# Databricks Coding Challenge - SQL
### Note: All questions should be done using SQL language

## Spark SQL and DataFrames 

In this section, you'll read in data to create a DataFrame in Spark.  We'll be reading in a dataset stored in the Databricks File System (DBFS).  Please see this [link](https://docs.databricks.com/user-guide/dbfs-databricks-file-system.html#databricks-file-system-dbfs) for more details on how to use DBFS.

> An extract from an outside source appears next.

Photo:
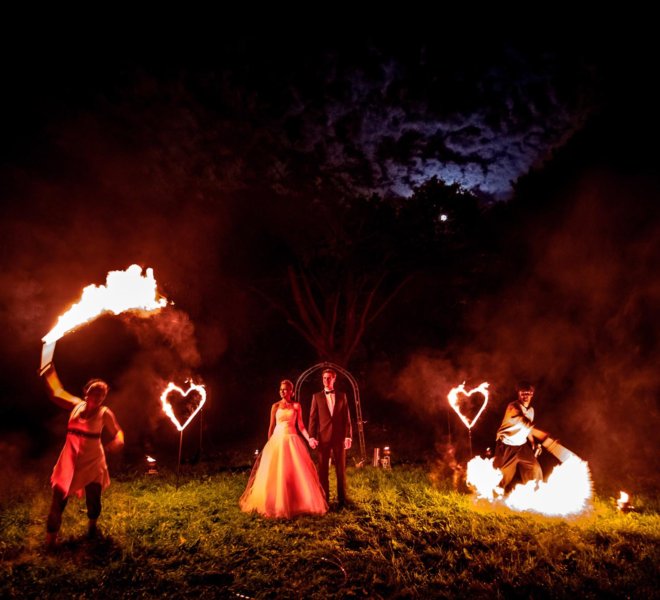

##Understanding the data set 

###Overview:
The data set used throughout the coding assessment resembles telemetry data that any software as a service (SaaS) company might collect. One record represents the node hours for a single workload running on a transient cluster aggregated at the date and workload type level. This data set may be used to help Databricks understand consumption patterns and user behaviors on our platform. For example, we can inspect this data to understand if a given customer prefers our `automated` or `interactive` features, or understand which AWS instance types are preferred among all of our customers. 

###Format: 
 * JSON
 * Resides on S3

###Schema:
* date (String)
* nodeHours (Double)
* workloadType (String) (read more [here](https://databricks.com/product/aws-pricing#clusters))
* metadata (Struct)
 * clusterMetadata (Struct): Describes the cluster configuration
 * runtimeMetadata (Struct): Describes the software configuration
 * workloadMetadata (Struct): Describes the customer. Each shard may have one or many workspaces and each workspace may have zero or many clusters 



### Part A: SparkSQL and Dataframes 

In this section, you'll read in data to create a dataframe in Spark.  We'll be reading in a dataset stored in the Databricks File System (DBFS).  Please see this link for more details on how to use DBFS:
https://docs.databricks.com/user-guide/dbfs-databricks-file-system.html#databricks-file-system-dbfs

Execute the command below to list the files in a directory that you will be analyzing.  There are several files in this test dataset.

In [0]:
%fs ls /databricks-coding-challenge/workloads

In [0]:
%fs head dbfs:/databricks-coding-challenge/workloads/part-00000-tid-7467717951814126607-30bac750-dd23-4160-a2a6-e57064ff0dc6-1506091-1-c000.json


### Question 1 (15 points):
Please create a temporary Spark SQL view called "workloads" from the json files in the directory listed up above

In [0]:
%python
'''
#Reading from json directory
#creating a tempview
#displaying the dataframe
'''
workloads_df = spark.read.json("dbfs:/databricks-coding-challenge/workloads") 
workloads_df.createOrReplaceTempView('workloads')                         
spark.sql("select * from workloads").display()


What is the schema for this table?

In [0]:
%python
workloads_df.printSchema() #printing the schema


### Question 2 (15 points):

Please print out all the unique workspaceId's for this dataset and order them such that workspaceId's are increasing in number.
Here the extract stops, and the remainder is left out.